I have a finite collection of diffeomorphisms $g_1,\cdots,g_n$ taking the unit interval $I$ to disjoint subintervals $I_1, I_2,\cdots,I_n$. If $G$ is the semigroup they generate, the limit set of $G$ (also called the attractor of the IFS) is a Cantor set, and under suitable hypotheses, Bowen (and under slightly weaker hypotheses, Urbanski) showed that the Hausdorff dimension of this Cantor set is the smallest zero of the pressure function $P$, defined by $$P(t) = \lim_{n \to \infty} \frac 1 n \log \sum_{w \in G_n} \|w'\|^t$$ where $G_n$ is the set of elements in $G$ of word length $n$, and $\|\cdot\|$ is the sup norm (the hypotheses for Bowen's theorem is that the $g_i$ are uniformly contracting; Urbanski proves the same theorem when the $g_i$ are allowed to have neutral fixed points; my examples have such points).
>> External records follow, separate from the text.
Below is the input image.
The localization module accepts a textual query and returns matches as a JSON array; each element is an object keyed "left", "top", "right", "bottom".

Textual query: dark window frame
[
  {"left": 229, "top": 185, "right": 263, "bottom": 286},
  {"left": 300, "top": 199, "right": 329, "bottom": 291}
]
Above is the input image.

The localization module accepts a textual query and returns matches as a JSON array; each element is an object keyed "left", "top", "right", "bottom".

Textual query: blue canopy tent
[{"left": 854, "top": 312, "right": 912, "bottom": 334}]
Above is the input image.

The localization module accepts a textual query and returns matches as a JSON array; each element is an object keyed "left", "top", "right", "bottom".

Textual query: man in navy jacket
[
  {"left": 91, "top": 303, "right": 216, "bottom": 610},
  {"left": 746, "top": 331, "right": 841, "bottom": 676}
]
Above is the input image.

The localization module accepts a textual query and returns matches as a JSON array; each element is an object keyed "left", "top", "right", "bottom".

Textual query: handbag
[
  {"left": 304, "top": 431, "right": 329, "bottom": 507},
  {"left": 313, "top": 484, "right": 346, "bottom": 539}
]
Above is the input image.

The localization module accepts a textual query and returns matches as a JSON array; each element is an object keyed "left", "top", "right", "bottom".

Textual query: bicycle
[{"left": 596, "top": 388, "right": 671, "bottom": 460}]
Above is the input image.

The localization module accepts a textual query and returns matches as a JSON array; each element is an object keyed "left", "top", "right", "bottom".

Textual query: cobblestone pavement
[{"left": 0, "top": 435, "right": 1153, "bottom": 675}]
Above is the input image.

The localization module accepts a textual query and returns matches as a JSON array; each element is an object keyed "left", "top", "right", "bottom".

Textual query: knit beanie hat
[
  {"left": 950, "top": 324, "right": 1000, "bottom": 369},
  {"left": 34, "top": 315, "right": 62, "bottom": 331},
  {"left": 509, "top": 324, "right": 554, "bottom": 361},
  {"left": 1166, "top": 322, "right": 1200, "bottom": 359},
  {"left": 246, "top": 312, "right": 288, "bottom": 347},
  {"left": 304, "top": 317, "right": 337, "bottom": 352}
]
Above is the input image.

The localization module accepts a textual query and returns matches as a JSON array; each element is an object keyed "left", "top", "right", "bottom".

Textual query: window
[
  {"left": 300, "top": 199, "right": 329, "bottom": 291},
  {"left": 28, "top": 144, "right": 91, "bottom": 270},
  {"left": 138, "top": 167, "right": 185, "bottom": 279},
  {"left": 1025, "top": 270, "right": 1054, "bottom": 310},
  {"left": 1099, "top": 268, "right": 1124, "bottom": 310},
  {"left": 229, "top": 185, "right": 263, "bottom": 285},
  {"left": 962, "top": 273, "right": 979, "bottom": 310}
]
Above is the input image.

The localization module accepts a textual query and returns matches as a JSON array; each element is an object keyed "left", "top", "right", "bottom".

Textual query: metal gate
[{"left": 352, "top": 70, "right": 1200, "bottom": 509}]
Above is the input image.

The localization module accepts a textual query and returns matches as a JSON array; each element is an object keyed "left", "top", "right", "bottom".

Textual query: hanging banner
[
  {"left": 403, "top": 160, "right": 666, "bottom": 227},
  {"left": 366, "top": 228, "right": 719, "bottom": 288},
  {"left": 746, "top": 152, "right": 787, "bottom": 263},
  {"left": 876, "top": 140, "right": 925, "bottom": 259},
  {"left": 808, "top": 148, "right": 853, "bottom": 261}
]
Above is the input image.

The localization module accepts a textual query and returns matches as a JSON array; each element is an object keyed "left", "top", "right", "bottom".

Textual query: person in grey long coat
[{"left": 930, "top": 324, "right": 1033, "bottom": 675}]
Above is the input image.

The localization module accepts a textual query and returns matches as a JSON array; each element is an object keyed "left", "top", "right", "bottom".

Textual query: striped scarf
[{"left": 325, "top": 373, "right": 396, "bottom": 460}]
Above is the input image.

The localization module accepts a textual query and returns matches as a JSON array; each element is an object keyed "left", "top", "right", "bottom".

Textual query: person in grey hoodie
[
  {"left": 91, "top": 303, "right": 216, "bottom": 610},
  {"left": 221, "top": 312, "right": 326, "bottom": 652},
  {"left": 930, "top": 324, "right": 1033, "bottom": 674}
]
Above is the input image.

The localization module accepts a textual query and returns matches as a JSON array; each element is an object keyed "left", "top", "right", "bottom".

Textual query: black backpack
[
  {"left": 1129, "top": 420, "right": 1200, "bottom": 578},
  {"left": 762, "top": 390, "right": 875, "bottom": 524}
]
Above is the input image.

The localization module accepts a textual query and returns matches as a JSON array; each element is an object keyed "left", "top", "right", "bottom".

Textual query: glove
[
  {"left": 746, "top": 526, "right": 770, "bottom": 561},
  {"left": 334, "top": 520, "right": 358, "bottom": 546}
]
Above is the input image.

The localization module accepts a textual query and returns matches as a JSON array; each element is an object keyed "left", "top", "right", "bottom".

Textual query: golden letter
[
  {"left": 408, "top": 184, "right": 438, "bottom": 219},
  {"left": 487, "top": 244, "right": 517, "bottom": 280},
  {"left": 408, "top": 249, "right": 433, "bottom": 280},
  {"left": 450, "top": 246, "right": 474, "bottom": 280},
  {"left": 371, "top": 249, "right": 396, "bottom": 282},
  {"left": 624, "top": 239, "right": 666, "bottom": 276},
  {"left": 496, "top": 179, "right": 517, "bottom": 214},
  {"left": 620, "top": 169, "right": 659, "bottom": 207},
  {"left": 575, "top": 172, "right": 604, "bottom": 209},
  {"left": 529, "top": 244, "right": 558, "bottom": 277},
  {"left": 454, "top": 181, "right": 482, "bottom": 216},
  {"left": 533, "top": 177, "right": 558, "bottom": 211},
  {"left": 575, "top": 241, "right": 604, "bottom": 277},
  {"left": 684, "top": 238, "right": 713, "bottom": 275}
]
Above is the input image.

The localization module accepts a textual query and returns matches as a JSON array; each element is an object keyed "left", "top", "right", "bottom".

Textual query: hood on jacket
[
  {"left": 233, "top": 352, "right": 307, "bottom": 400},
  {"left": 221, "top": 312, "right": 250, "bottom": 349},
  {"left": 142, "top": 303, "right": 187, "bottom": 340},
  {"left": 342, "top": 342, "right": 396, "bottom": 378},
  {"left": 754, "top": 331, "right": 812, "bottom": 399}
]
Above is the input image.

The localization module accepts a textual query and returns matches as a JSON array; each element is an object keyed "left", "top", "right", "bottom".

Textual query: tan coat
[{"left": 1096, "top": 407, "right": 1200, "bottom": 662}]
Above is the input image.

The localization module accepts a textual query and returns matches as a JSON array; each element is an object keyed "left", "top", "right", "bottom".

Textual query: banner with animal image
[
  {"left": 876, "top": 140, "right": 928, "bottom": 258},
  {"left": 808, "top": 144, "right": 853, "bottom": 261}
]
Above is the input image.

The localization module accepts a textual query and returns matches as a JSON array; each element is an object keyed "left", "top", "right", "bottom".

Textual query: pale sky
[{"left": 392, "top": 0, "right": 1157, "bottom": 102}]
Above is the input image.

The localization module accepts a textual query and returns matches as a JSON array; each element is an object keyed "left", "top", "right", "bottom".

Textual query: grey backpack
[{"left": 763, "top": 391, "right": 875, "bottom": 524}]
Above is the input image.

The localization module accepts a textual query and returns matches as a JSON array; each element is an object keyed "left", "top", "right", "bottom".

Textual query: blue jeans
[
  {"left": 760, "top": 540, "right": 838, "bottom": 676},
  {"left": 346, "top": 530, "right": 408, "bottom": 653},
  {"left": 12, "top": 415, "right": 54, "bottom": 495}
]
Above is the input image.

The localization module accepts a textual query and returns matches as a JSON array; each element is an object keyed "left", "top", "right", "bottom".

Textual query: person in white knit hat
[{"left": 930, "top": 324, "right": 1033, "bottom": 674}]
This is all well and good, but how do I actually estimate the least zero of the pressure function for an explicit example? (yes, I mean numerically) My $g_i$ are all given by the restrictions of explicit polynomial functions of low degree, but the computational bottleneck seems to be the large number of elements in $G_n$.
Or is there a better method to estimate the Hausdorff dimension in practice? Note that although I just want to estimate the dimension, I would like to be able to (computer-assisted if necessary) give rigorous bounds on the error.